Just a thought (though I haven't done it myself): 

Make an adapter ring out of 3/4" mdf, and route an 18" diameter groove on one surface (to fit the DC), and a 20" groove on the opposite surface, to match the cartridge. You can line the grooves as needed with foam weatherstripping to seal.

You'll need to find someway to clamp the pieces together.

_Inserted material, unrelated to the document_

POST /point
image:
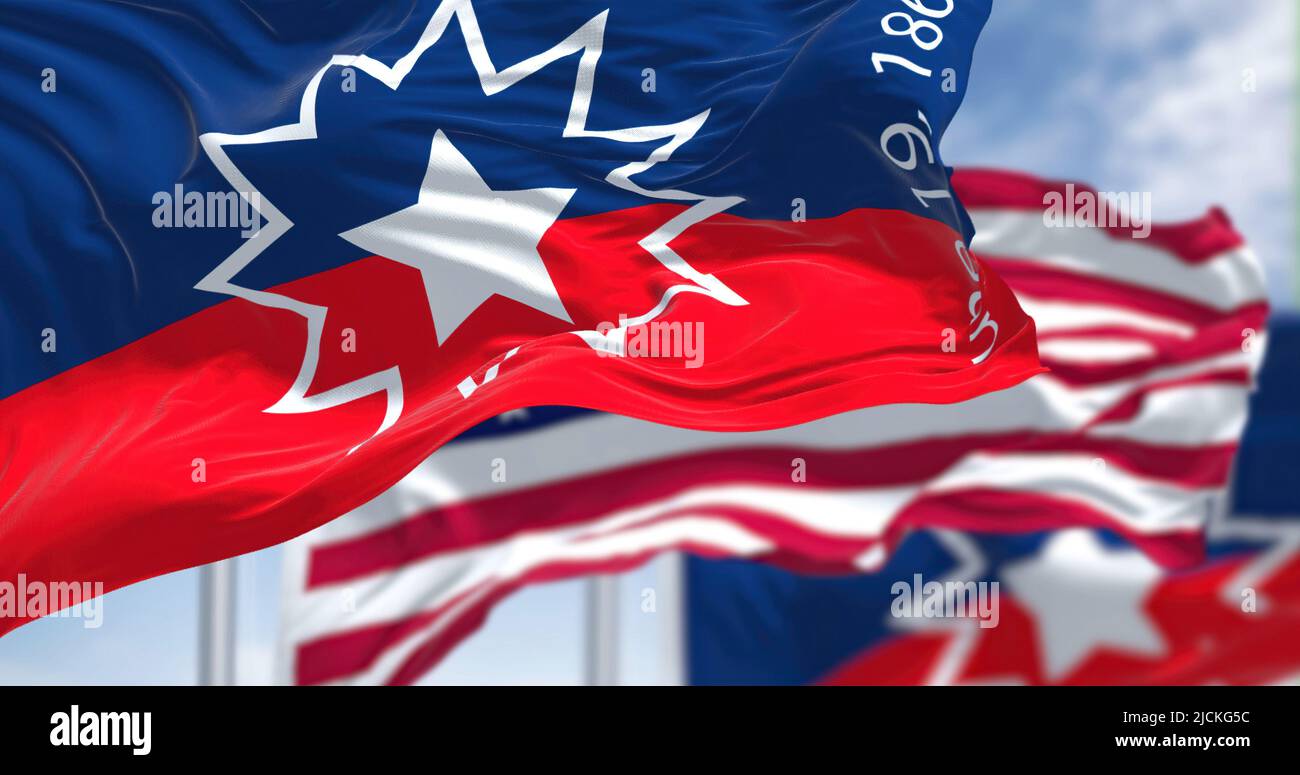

Check out Wynn Environmental for some ideas- they have suggestions of modifying their filter to fit various DC's.

Good luck.


----------



## ORBlackFZ1 (Dec 25, 2013)

jdonhowe said:


> Make an adapter ring out of 3/4" mdf, and route an 18" diameter groove on one surface (to fit the DC), and a 20" groove on the opposite surface, to match the cartridge. You can line the grooves as needed with foam weatherstripping to seal.


Ditto! Works great!

Eric


----------



## afterhours (Oct 4, 2014)

I broke down and bought the new jet cyclone...


----------



## ORBlackFZ1 (Dec 25, 2013)

afterhours said:


> I broke down and bought the new jet cyclone...


Nice! Did you sell the old DC-1100 and canister?

Eric


----------



## afterhours (Oct 4, 2014)

returned the canister and sold the dc 1000 for 275. and jet sold me the new one for 675 shipped.


----------